Yes, this seems strange, but it's seems to be true. My network scheme is quite simple: (host1) <--- 10gbe ---> (bridge host) <--- 10gbe ---> (host2) host1 & host2 are actually VMWare ESXi hypervisors, but that's irrelevant in this case i think. Network adapters are Intel's 82599 10 gig cards on all hosts.
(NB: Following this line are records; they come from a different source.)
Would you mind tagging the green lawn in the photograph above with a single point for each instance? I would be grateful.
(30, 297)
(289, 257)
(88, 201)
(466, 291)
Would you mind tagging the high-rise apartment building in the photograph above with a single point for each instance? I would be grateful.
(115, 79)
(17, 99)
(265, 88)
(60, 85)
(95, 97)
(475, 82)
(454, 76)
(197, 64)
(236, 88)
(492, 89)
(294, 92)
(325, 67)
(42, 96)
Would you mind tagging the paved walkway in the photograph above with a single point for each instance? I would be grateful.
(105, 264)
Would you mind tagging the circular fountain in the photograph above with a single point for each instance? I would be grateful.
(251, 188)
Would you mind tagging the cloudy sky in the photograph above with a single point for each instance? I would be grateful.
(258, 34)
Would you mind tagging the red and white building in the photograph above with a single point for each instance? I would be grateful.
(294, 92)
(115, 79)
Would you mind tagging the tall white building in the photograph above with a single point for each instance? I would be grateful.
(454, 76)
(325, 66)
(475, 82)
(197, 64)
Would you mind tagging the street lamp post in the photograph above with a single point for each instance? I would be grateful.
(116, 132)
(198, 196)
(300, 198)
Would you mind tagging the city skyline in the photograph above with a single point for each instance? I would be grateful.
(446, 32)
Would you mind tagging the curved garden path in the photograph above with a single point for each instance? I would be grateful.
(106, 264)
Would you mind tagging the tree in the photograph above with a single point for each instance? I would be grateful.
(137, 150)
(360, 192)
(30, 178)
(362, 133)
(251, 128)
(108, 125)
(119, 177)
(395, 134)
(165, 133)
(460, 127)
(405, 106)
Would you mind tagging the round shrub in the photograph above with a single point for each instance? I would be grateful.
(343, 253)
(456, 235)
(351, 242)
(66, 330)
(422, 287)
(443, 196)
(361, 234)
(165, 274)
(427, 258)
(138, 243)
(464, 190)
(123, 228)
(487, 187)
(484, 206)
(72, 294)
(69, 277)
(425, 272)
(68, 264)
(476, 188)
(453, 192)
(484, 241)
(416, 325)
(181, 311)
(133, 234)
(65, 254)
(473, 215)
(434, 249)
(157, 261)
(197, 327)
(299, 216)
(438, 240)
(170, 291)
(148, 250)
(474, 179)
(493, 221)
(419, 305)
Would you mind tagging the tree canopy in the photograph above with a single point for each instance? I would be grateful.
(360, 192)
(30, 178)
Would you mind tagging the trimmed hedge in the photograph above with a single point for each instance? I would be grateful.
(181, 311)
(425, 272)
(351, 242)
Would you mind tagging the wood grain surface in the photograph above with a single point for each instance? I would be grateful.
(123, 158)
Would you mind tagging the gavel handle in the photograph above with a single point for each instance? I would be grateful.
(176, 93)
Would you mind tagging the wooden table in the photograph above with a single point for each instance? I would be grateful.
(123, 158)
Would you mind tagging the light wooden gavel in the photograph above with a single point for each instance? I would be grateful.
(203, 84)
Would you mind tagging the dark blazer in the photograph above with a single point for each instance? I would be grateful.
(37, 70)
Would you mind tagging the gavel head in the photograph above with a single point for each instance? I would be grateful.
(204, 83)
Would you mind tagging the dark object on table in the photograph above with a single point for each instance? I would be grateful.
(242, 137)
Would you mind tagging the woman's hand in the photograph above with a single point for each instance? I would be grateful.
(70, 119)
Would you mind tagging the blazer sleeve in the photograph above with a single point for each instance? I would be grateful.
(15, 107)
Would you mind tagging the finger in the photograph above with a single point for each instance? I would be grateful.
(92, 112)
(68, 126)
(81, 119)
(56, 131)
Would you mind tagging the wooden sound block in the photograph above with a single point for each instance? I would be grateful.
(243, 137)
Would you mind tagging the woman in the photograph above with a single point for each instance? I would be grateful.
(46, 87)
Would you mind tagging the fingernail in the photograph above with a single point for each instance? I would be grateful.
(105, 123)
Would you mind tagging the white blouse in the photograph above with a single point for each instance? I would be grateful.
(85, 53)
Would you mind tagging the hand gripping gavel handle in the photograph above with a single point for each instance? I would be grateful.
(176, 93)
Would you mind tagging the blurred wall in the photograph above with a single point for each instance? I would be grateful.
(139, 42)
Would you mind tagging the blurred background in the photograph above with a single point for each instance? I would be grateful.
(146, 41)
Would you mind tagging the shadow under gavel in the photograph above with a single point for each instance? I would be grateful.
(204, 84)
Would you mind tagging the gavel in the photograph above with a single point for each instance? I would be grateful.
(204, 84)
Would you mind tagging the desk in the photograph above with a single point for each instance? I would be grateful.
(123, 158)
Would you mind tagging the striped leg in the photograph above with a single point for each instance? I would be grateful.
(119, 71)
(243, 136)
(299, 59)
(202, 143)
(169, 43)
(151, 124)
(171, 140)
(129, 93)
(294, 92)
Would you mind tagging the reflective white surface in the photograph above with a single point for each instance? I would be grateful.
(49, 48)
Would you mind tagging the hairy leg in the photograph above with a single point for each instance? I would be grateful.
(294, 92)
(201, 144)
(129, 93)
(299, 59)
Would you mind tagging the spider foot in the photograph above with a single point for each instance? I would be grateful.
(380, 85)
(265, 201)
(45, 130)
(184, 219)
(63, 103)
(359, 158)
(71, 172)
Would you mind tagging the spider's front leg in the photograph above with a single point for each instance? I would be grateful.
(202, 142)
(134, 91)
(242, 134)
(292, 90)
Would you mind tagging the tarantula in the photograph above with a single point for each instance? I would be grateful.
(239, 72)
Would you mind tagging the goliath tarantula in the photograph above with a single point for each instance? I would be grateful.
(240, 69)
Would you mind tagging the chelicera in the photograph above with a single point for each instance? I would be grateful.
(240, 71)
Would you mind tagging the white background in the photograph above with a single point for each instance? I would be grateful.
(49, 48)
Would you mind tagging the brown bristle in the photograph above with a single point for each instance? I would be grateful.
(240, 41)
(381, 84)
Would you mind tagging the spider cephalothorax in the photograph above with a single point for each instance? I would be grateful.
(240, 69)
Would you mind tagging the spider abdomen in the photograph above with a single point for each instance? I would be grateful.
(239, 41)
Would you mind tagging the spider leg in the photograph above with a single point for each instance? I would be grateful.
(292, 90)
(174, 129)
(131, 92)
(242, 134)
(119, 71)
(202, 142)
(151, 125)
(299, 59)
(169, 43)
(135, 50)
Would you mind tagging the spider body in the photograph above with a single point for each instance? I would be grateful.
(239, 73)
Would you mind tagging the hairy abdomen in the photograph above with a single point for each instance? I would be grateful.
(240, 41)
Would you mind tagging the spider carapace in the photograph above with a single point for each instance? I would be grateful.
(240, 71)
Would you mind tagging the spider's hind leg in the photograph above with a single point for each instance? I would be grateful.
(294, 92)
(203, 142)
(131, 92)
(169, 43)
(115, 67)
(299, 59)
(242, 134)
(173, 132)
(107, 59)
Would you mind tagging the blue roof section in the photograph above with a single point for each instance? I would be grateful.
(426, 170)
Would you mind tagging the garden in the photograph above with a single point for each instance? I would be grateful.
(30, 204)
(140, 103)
At the bridge, on each interface i've created a vlan, and then bridged them: # vconfig add eth0 102 # vconfig add eth1 102 # brctl addbr br0 # brctl addif br0 eth0.102 # brctl addif br0 eth1.102 # ip link set br0 mtu 9000 up ...etc... At this point, the bridge seems to be working, i can ping between host1 & host2, even with jumbo frames without fragmentation. BUT when i am trying to use iperf & friends to measure raw tcp speed between hosts 1/2, i'm getting something weird like 7-10 MEGABITS per second, or even an iperf hang until ctrl+c. If i attach an ip address to the bridge, and measure between hosts and the bridge, it works flawlessly, rendering 9.8Gbit/s in both directions. While trying to find a solution, when i ran out of options, i've set net.ipv4.ip_forward to 1, and, SURPRISE, the bridge started to work like a charm, at almost 10gig speed. What makes it stranger, is that in my kernel, i've turned off all routing code, iptables and other stuff, as this host serves primarily as iSCSI target. I have little knowledge in kernel's deep internals, but i always thought that bridging & routing are on different levels of operation and couldn't affect each other (ebtables is an exception, but i don't have it :) ). Maybe i'm interpreting the results wrong, but i've ruled out everything else. Currently, i can't use this setup as a test ground, i'll try to replicate the scheme in a virtual environment to see if other kernels are affected as well. Glad to hear any ideas on this.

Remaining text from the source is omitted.